Metabolisme du ?-aminobutyrate chez Agaricus bisporus Lge.

Abstract

Transamination between γ-aminobutyrate and α-ketoglutarate provides a pathway for the utilization of γ-aminobutyrate in fruit-bodies of Agaricus bisporus Lge. This reaction leads to the formation of succinic semialdehyde, a metabolic intermediate in the metabolism of γ-aminobutyrate to succinate in the cell. γ-aminobutyrate: α-ketoglutarate aminotransferase (E.C. 2.6.1.19) was sonically extracted from the mitochondrial fraction and partially purified by DEAE-cellulose column chromatography. Aminotransferase had a pH optimum between 8.1 and 8.5 and did not require pyridoxal-phosphate in vitro; however, the enzyme was inhibited by carbonyl-trapping reagents such as pyridoxal-phosphate activated enzymes.
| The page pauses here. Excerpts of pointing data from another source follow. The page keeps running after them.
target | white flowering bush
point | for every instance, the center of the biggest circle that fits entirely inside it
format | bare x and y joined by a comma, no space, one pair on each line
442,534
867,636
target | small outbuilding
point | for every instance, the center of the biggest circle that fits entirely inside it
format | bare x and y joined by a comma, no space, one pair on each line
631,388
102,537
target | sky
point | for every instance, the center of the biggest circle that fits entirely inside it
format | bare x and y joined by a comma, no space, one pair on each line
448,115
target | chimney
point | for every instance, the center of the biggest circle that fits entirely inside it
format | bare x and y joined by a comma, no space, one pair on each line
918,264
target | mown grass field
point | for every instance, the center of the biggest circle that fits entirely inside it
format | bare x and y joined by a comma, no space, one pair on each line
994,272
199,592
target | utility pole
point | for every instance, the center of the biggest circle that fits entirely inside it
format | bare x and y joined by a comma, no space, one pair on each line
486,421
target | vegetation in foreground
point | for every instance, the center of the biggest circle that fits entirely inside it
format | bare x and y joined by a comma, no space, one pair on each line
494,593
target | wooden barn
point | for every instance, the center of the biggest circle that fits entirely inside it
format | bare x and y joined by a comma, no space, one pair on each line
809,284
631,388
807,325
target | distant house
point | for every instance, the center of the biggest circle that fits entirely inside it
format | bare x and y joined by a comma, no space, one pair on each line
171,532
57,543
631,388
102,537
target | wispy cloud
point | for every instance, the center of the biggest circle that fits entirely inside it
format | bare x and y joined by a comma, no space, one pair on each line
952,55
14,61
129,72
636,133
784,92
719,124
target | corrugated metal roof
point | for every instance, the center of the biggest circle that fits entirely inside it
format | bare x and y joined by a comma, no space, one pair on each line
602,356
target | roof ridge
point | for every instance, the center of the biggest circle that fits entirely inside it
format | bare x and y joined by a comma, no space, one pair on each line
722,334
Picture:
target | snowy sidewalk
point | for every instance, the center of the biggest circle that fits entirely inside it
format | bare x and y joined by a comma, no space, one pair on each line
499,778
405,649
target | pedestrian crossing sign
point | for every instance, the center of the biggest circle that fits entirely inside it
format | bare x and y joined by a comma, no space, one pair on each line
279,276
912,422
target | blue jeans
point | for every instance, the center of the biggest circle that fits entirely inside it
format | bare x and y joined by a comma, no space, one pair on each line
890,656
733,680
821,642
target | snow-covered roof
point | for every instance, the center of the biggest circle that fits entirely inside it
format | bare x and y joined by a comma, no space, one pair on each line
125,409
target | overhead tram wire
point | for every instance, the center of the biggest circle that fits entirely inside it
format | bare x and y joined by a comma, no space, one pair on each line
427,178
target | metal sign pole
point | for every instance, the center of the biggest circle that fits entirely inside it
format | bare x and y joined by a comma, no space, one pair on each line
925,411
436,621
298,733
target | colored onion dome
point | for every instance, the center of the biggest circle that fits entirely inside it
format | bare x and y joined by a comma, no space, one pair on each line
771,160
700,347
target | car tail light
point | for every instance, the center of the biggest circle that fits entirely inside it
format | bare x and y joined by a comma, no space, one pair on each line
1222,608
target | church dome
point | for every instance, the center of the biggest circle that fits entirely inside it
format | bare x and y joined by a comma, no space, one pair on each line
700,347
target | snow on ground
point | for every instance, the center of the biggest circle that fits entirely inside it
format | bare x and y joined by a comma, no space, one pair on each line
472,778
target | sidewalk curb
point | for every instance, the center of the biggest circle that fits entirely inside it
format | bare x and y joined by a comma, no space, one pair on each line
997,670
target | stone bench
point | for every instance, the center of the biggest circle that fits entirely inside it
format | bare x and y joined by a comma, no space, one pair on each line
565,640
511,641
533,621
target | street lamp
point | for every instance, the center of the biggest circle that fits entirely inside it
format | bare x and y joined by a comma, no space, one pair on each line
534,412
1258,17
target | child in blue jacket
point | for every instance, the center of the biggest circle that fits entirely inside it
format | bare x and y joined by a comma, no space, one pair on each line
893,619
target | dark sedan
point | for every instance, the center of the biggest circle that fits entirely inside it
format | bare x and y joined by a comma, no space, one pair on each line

The Km values for γ-aminobutyrate and α-ketoglutarate calculated from Lineweaver-Burk plots were 2.2×10-4 M and 2.5×10-3 M, respectively. The transaminase was specific for α-ketoglutarate but not for γ-aminobutyrate; aspartate, α-alanine and δ-aminovalerianate also functioned as amino-group donors. Activity of the enzyme was not influenced by the addition of carboxylic acids of the Krebs cycle. The reversal of the transamination reaction showed optimal rates at pH 9.0–9.3. Some considerations on the physiological significance of these results are given.